- French theatrical release poster
- Directed by: Éric Lartigau
- Screenplay by: Éric Lartigau Laurent de Bartillat
- Based on: The Big Picture by Douglas Kennedy
- Produced by: Pierre-Ange Le Pogam
- Starring: Romain Duris; Marina Foïs; Niels Arestrup; Branka Katić;
- Cinematography: Laurent Dailland
- Edited by: Juliette Welfling
- Music by: Evgueni & Sacha Galperine
- Production companies: EuropaCorp; TF1 Films; Ciby 2000;
- Distributed by: EuropaCorp
- Release date: November 3, 2010;
- Running time: 114 minutes
- Country: France
- Language: French
- Budget: $11.6 million
- Box office: $10 million

= The Big Picture (2010 film) =

The Big Picture (French original title L'Homme qui voulait vivre sa vie – "The man who wanted to live his life") is a 2010 French psychological thriller directed by Éric Lartigau, and starring Romain Duris, Marina Foïs, Niels Arestrup and Catherine Deneuve.
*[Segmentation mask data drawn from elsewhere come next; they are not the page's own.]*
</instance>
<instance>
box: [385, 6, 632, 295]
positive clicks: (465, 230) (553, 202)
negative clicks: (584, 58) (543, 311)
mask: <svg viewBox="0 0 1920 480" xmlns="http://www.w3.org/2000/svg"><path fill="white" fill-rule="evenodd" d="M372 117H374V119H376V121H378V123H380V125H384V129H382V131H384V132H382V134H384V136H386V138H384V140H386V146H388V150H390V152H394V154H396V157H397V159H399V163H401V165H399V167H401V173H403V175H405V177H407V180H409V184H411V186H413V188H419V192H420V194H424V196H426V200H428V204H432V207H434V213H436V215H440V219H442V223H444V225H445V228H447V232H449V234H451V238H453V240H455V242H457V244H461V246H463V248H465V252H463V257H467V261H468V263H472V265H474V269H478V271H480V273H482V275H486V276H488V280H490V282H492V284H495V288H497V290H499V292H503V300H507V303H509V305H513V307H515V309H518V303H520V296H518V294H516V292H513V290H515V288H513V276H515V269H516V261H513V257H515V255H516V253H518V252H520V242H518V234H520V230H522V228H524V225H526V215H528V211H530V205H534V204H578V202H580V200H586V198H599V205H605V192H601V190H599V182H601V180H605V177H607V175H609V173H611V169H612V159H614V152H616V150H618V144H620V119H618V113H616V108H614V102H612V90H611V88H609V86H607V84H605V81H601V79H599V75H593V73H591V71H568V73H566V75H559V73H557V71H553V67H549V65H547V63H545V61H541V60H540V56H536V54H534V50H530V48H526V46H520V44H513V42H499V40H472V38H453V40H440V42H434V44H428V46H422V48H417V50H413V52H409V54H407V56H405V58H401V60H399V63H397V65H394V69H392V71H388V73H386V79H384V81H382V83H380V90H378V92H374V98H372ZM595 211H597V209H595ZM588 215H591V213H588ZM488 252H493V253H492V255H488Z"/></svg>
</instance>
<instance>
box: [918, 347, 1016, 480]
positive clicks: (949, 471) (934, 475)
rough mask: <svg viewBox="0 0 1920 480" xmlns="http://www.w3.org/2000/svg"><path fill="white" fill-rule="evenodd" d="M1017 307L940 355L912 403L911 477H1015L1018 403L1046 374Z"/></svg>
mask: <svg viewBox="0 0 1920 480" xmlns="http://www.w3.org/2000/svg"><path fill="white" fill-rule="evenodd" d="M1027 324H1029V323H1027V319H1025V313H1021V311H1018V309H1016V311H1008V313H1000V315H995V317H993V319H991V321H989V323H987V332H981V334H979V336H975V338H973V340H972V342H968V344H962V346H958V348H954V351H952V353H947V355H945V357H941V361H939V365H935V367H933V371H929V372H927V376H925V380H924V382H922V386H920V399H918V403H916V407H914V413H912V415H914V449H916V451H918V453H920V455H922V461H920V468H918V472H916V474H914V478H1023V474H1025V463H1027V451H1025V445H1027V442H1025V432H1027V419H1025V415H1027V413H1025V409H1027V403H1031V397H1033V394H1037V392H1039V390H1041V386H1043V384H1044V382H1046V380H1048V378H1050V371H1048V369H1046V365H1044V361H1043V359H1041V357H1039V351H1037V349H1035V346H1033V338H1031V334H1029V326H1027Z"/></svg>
The story is adapted from the 1997 novel The Big Picture by Douglas Kennedy.

==Synopsis==
A successful Paris lawyer with a seemingly perfect life discovers that his wife is having an affair and accidentally kills her lover in a moment of madness. He escapes the law by faking his own death, assuming his victim's identity, and making a fresh start on the Adriatic coast as a photographer. This eventually leads him to realise what was missing in his life before: he finally sees the big picture.

==Cast==
- Romain Duris - Paul Exben
- Marina Foïs - Sarah Exben
- Niels Arestrup - Bartholomé
- Branka Katić - Ivana
- Catherine Deneuve - Anne
- Éric Ruf - Grégoire Kremer

==Reception==
The film was critically praised. Review aggregation website Rotten Tomatoes gives the film a score of 88% based on reviews from 41 critics, with an average score of 7/10.